UC San Diego

Sepsis, a life-threatening organ dysfunction caused by a dysregulated host response to infection, poses a serious threat to human health. Many sepsis pathologies are tied to vascular dysregulation. The vascular glycocalyx (VGC), the collection of proteins and glycans exposed to vascular flow, is critical to vascular function and is dramatically remodeled in sepsis. Little is known about VGC composition in health or in sepsis. This dissertation consists of 6 chapters covering VGC remodeling during infection, detailed characterization of VGC composition using novel methodologies, and the impacts of specific alteration of the major VGC component heparan sulfate (HS) during sepsis. Chapter 1 is a summary of VGC composition, the VGC role in vascular function, VGC remodeling factors, and how VGC composition changes during infection. Chapter 2 describes a novel technique to characterize VGC protein composition and how it changes in sepsis. By using a perfusion technique to tag proteins exposed to vascular flow, VGC proteins from major organs were purified, identified, and quantified by novel proteomics methods. In healthy vasculatures, there are both shared and unique VGC components across organs. In Staphylococcus aureus sepsis, dramatic compositional changes occur in an organotypic fashion that reflect the inflammatory environment. Chapter 3 details studies that use genetic alteration of vascular HS (Ndst1f/fTie2Cre+) to stratify sepsis and tissue infection models across a diverse range of sepsis-causing bacterial agents. Ndst1f/fTie2Cre+ mice exhibit hypersensitivity only to S. aureus. Chapter 4 consists of studies showing endothelial HS mediates neutrophil infiltration and hepatic damage induced by S. aureus sepsis.
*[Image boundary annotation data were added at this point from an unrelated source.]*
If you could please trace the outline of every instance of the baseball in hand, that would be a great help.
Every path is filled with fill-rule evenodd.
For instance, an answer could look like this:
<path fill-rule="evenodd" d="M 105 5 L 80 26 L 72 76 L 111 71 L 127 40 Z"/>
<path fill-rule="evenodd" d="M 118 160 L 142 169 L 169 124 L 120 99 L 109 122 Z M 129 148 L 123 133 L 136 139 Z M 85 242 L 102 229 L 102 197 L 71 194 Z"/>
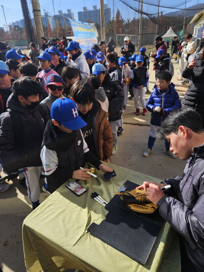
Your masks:
<path fill-rule="evenodd" d="M 161 110 L 161 108 L 159 106 L 158 106 L 157 107 L 156 107 L 154 110 L 154 111 L 155 112 L 159 113 Z"/>

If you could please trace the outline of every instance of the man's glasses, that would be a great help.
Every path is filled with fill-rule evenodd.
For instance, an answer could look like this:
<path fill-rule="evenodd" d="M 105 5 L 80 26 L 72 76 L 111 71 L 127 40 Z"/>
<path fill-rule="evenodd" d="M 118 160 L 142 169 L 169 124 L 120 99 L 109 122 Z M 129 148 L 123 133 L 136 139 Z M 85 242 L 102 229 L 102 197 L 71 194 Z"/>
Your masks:
<path fill-rule="evenodd" d="M 59 92 L 61 92 L 64 89 L 64 86 L 49 86 L 48 85 L 48 87 L 52 92 L 54 92 L 57 89 Z"/>

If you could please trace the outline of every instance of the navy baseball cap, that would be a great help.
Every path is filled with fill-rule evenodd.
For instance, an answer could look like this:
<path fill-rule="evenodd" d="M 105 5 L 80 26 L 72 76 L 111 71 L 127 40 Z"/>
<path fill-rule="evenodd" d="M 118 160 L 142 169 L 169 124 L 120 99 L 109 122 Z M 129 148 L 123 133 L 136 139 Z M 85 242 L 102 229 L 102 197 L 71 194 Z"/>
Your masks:
<path fill-rule="evenodd" d="M 36 59 L 40 59 L 45 60 L 49 60 L 52 61 L 52 57 L 47 52 L 43 52 L 40 54 L 38 57 L 36 57 Z"/>
<path fill-rule="evenodd" d="M 97 54 L 96 50 L 95 50 L 95 49 L 92 49 L 91 50 L 91 52 L 92 53 L 94 56 L 95 56 L 95 57 L 96 57 L 96 54 Z"/>
<path fill-rule="evenodd" d="M 123 62 L 127 62 L 127 59 L 124 57 L 121 57 L 118 59 L 118 63 L 121 66 L 123 66 Z"/>
<path fill-rule="evenodd" d="M 50 46 L 48 48 L 48 53 L 53 53 L 54 54 L 57 54 L 59 53 L 59 51 L 56 46 Z"/>
<path fill-rule="evenodd" d="M 22 59 L 24 58 L 24 56 L 22 56 L 19 55 L 18 53 L 15 52 L 15 50 L 9 50 L 6 52 L 6 60 L 7 59 Z"/>
<path fill-rule="evenodd" d="M 50 113 L 52 119 L 72 130 L 79 129 L 87 125 L 79 116 L 75 102 L 66 97 L 58 98 L 54 101 Z"/>
<path fill-rule="evenodd" d="M 96 57 L 95 56 L 94 56 L 91 51 L 86 51 L 84 53 L 83 55 L 85 56 L 86 59 L 92 59 Z"/>
<path fill-rule="evenodd" d="M 65 49 L 68 51 L 71 51 L 72 50 L 73 50 L 75 48 L 79 49 L 79 44 L 75 41 L 71 41 L 68 44 L 68 46 Z"/>
<path fill-rule="evenodd" d="M 145 47 L 141 47 L 140 49 L 140 53 L 144 53 L 147 50 Z"/>
<path fill-rule="evenodd" d="M 142 56 L 141 56 L 141 55 L 137 56 L 135 61 L 136 62 L 144 62 L 143 57 Z"/>
<path fill-rule="evenodd" d="M 105 59 L 104 54 L 103 52 L 99 51 L 96 54 L 96 61 L 99 62 L 101 60 L 104 60 Z"/>
<path fill-rule="evenodd" d="M 56 86 L 60 86 L 61 84 L 64 84 L 62 78 L 59 75 L 56 74 L 52 74 L 47 78 L 46 80 L 46 87 L 48 85 L 56 85 Z"/>
<path fill-rule="evenodd" d="M 100 75 L 102 72 L 106 72 L 105 66 L 101 63 L 95 63 L 92 67 L 92 73 L 97 76 Z"/>
<path fill-rule="evenodd" d="M 0 74 L 6 75 L 10 72 L 8 66 L 2 60 L 0 60 Z"/>
<path fill-rule="evenodd" d="M 132 61 L 133 62 L 135 62 L 135 59 L 136 58 L 136 57 L 137 55 L 137 54 L 134 54 L 133 55 L 132 57 L 129 57 L 129 59 L 130 60 Z"/>
<path fill-rule="evenodd" d="M 165 55 L 166 52 L 163 49 L 160 49 L 159 50 L 158 50 L 156 54 L 157 54 L 157 55 L 155 57 L 155 59 L 159 58 L 161 55 L 162 55 L 162 54 L 164 54 Z"/>

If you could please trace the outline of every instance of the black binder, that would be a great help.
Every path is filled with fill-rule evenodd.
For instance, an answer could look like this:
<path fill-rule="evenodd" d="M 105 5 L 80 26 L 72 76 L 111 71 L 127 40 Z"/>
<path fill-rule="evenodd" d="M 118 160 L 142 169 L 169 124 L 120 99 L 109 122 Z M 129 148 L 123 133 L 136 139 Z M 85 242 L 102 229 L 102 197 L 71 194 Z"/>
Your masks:
<path fill-rule="evenodd" d="M 139 185 L 127 180 L 127 190 Z M 135 261 L 146 263 L 164 220 L 158 211 L 151 214 L 130 211 L 115 195 L 105 208 L 109 211 L 99 225 L 93 223 L 87 231 Z"/>

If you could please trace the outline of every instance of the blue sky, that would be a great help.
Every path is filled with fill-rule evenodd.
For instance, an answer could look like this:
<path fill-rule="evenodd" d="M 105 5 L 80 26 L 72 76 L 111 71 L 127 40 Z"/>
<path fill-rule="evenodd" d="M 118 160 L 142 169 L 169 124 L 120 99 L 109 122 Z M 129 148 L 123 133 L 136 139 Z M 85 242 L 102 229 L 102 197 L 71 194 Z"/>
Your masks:
<path fill-rule="evenodd" d="M 108 7 L 111 8 L 111 17 L 113 17 L 113 0 L 104 0 L 104 3 L 107 3 Z M 126 0 L 124 0 L 126 1 Z M 127 1 L 127 0 L 126 0 Z M 144 0 L 145 1 L 145 0 Z M 153 2 L 157 3 L 156 0 L 152 0 Z M 162 2 L 161 0 L 161 2 Z M 27 0 L 28 5 L 31 11 L 31 4 L 30 0 Z M 119 0 L 114 0 L 114 7 L 115 15 L 117 9 L 119 8 L 124 18 L 126 20 L 128 18 L 132 19 L 133 17 L 139 17 L 140 15 L 137 13 L 133 10 L 126 5 L 121 2 Z M 151 1 L 150 1 L 150 2 Z M 163 1 L 164 3 L 166 3 L 170 4 L 170 1 Z M 171 2 L 174 3 L 176 2 L 176 0 L 171 0 Z M 179 3 L 184 2 L 183 0 L 180 0 Z M 52 16 L 54 15 L 53 5 L 52 0 L 39 0 L 41 13 L 44 15 L 44 12 L 48 12 L 49 15 Z M 187 7 L 193 6 L 198 3 L 198 0 L 187 0 Z M 203 2 L 203 0 L 199 0 L 199 3 L 200 3 Z M 75 19 L 78 20 L 78 12 L 83 10 L 83 7 L 86 6 L 88 9 L 93 9 L 93 6 L 94 5 L 97 5 L 97 8 L 100 8 L 100 0 L 54 0 L 55 11 L 56 14 L 58 14 L 59 10 L 62 10 L 65 13 L 66 12 L 67 9 L 71 9 L 72 12 L 74 13 Z M 152 2 L 152 3 L 153 2 Z M 129 3 L 132 3 L 135 6 L 138 7 L 138 2 L 134 2 L 132 0 L 128 0 L 127 2 Z M 12 22 L 20 20 L 23 19 L 20 0 L 1 0 L 1 4 L 4 7 L 6 19 L 7 24 L 9 24 Z M 181 8 L 184 8 L 184 6 L 181 6 Z M 153 6 L 147 6 L 144 5 L 144 10 L 147 12 L 151 12 L 153 13 L 157 12 L 158 7 Z M 177 10 L 170 9 L 165 8 L 160 8 L 159 11 L 162 10 L 165 14 L 167 12 L 169 12 Z M 3 25 L 5 27 L 6 22 L 4 15 L 3 13 L 2 8 L 0 6 L 0 27 L 2 27 Z"/>

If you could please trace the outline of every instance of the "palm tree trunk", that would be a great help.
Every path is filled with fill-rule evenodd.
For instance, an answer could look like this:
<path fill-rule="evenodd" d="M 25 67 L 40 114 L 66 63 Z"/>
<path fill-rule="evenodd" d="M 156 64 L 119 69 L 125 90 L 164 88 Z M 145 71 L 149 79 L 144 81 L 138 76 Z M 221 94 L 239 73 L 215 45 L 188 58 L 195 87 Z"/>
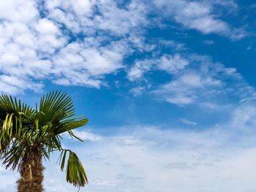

Importantly, altering endothelial HS reduces neutrophil trafficking in both sterile and non-sterile hepatic inflammation, the first VGC component characterized to do so. Studies in Chapter 5 further characterize Ndst1f/fTie2Cre+ mouse hypersensitivity to S. aureus. Ndst1f/fTie2Cre+ mice exhibited a unique heart VGC during sepsis that lacked proteins characteristic of heart-protection, indicating S. aureus may induce improper cardiac vascular responses in Ndst1f/fTie2Cre+ mice. Hypersensitivity was dependent upon S. aureus alpha-toxin. Alpha-toxin bound to heparin, and heparan sulfate inhibited the activity of the alpha-toxin receptor Adam10. The studies of thesis uniquely examine the VGC in sepsis from the “omics” to the molecular level.